Breeding bad – the true cost of irresponsible pet breeding
It’s fine to skimp on some areas to make a profit from pet breeding – isn’t it? asks Blue Cross Editor Rachael Millar…
Vet checks, pet food, socialisation, vaccinations, microchipping, finding suitable homes. There’s a lot to think about when taking on the responsibility of breeding your pet.
Skipping genetic tests that prevent inherited disease, breeding from the same pets several times and keeping puppies and kittens in a shed to save your carpet from getting ruined are sure-fire ways to hundreds of pounds – but it’s the pets who pay the price.
In the last five years we’ve seen an increase of 44 per cent in the number of unwanted and abandoned puppies coming into our care and last year our rehoming teams looked after 1,564 kittens. Each year we take in an ever increasing number of stray and abandoned pets – and we’re not alone. All other animal charities are dealing with increased demand too, and this is putting a huge pressure on our services.
Click and collect
It’s no wonder we’re full to bursting. Puppies and kittens are cute and they’re so easy to get hold of. Browse any online classified listing and you can get your pick of the litter at the click of a button.
Legislation covering the sale of pets is not fit for purpose. The Pet Animals Act (1951) was written more than 60 years ago and there are no laws governing the sale of pets online.
As part of a coalition of animal welfare charities called the Pet Advertising Advisory Group (PAAG), we created a set of minimum standards for the sale of pets online and it’s backed by many of the leading UK classified websites, and by Defra. During the six-month launch period, our moderators helped get 100,000 inappropriate, misleading or illegal ads removed.
It’s a start, but there’s so much more that could be done to make things better. We want to see laws that cover the sale of pets brought up to date so they’re relevant and effective in a modern age.
Further saturating the already-flooded market is increasing numbers of poorly bred puppies being imported from Europe. Many enter the country crammed into cages in the back of vans without proper access to food or water.
Not only is the health and welfare of these puppies severely compromised on the journey to the UK, but these conditions create the perfect environment for the spread of disease. Underage puppies cannot be properly vaccinated against diseases such as rabies, and the risk to the UK is a serious one.
Blue Cross wants to see enforcement improved, particularly at the ports. Every passported animal should be properly checked when entering the UK. We think a robust and efficient enforcement system is essential to stop the flow of illegally imported, sickly puppies.
Cash cats and dogs
Breeding laws that cover dogs are out of date too, and laws relating to other animals are non-existent. Anyone can breed from their pet dog or cat without any thought to the welfare of their own animal or their offspring.

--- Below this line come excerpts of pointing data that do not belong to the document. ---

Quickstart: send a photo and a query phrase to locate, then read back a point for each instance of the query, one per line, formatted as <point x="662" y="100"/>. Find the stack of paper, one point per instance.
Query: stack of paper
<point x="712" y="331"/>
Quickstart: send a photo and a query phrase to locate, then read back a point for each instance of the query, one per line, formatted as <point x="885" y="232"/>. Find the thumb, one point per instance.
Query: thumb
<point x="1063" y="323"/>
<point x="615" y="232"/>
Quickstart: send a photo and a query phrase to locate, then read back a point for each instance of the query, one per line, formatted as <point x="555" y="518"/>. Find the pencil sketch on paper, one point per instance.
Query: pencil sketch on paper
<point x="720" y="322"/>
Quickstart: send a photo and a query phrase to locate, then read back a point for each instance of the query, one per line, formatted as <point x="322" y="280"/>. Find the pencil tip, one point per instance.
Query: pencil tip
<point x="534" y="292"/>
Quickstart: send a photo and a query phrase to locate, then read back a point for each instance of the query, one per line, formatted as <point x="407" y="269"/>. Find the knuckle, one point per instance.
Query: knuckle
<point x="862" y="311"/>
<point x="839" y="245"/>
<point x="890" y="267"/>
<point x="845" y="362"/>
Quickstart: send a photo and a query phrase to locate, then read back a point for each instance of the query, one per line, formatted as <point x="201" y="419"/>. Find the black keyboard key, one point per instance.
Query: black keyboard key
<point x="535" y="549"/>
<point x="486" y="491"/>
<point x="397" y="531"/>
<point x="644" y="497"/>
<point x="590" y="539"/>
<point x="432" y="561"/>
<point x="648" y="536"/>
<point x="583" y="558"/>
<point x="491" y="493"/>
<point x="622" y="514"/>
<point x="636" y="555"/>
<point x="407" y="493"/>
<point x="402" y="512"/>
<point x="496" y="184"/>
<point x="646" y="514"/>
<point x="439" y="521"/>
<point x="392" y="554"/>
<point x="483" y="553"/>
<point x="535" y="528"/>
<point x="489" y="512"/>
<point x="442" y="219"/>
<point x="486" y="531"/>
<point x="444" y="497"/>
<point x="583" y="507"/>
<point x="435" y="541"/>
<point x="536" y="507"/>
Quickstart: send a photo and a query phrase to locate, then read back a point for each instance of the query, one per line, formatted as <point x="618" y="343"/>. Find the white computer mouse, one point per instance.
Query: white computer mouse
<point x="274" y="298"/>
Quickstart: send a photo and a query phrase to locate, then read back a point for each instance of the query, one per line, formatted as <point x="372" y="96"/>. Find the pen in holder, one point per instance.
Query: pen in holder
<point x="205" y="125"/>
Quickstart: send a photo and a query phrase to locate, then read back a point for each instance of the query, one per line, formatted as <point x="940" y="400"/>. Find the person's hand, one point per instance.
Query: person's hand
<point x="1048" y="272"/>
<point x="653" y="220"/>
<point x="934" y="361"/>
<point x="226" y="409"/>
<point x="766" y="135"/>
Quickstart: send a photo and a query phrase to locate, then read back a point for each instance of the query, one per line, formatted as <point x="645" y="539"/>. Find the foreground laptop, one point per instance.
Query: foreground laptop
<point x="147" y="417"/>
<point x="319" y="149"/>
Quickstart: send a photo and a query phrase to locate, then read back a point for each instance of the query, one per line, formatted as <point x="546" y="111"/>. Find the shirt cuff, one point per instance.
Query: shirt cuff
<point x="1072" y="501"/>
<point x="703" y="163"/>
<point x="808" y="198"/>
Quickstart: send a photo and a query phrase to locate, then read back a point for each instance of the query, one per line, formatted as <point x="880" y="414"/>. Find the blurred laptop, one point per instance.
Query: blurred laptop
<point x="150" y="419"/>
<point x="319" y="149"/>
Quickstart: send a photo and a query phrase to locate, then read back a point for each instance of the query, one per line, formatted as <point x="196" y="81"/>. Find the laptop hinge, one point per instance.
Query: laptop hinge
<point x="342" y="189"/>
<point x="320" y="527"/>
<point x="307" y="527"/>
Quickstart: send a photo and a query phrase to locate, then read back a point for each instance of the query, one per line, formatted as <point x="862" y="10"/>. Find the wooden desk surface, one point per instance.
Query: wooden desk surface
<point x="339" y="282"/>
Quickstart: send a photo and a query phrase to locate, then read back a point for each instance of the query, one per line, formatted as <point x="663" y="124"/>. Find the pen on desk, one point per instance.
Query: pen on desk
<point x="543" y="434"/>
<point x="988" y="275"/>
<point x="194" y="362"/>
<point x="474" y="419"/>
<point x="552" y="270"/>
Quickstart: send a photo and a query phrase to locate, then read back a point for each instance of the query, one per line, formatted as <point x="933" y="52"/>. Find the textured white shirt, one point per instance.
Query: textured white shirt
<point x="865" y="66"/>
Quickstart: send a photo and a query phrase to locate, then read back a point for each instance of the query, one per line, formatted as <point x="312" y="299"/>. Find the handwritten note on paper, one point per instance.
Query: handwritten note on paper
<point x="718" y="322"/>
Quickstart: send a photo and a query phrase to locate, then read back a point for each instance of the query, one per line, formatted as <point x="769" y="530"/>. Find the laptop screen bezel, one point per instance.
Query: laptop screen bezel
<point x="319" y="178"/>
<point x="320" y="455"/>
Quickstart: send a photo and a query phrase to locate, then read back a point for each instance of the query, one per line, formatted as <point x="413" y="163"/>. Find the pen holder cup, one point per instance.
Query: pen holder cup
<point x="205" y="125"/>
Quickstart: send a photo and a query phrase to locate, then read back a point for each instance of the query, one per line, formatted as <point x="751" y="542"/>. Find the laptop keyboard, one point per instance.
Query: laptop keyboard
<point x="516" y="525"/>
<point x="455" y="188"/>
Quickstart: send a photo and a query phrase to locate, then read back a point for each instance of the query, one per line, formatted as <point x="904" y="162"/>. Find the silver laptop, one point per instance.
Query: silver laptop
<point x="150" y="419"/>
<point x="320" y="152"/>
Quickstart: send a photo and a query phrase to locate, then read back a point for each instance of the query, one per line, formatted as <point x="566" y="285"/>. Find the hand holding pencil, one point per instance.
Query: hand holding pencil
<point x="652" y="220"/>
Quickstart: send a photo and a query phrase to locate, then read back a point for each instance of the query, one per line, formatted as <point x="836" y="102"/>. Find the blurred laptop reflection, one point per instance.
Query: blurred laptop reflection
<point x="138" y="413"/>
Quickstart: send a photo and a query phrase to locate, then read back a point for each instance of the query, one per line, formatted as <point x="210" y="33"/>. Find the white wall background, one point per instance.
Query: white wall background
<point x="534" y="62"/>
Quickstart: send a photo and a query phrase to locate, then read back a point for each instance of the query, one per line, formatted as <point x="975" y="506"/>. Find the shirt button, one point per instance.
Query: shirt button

Did you know dogs and cats can suffer from inherited diseases? They can cause anything from breathing difficulties to brain problems, and give pets an often short and poor quality of life.
What if we told you that there are some genetic diseases that could be prevented from being passed on from mum to pup or kitten, but that irresponsible breeders don’t bother?
Breeding a dog or cat properly isn’t cheap and it’s a huge responsibility. Pets can suffer complications in pregnancy and the costs can be expensive and heartbreaking. Our veterinary and rehoming teams regularly care for young pets whose mums haven’t been able to take care of them; sadly they don’t always make it. We care for mothers who have had difficulty giving birth too, and there are often very sad endings for these pets.
Anyone thinking of breeding from their pet needs to do a lot of research before making a decision. The problem is now so huge that Blue Cross advises owners to get their pet neutered as soon as they are old enough to avoid accidental litters.
Battery farmed pets
You may have heard of large-scale breeding operations, often called ‘puppy farms’ where little care is taken over the welfare of the puppies or their mothers and fathers. We believe the best place for pets is in a home environment, where they can learn to be part of the family – but not every home breeder is responsible.
Some unscrupulous home breeders – often called ‘back yard breeders’ – allow their pets to have a litter just so they can bring in an extra income. If you’re searching for a new pet don’t forget to meet at least the mum and check that the parents and litter are healthy and that the breeder’s priority is the pet’s happiness.
We’d like to see consumers doing their research before committing to a pet, but we think this needs to be backed up by an effective law. We’ve called on the new government to carry out a full and proper review of pet breeding legislation to make sure that the health and welfare of animals is prioritised over profit.
So before you allow your cat or dog to have a litter, ask yourself - what’s the true cost of breeding pets for a bit of extra cash?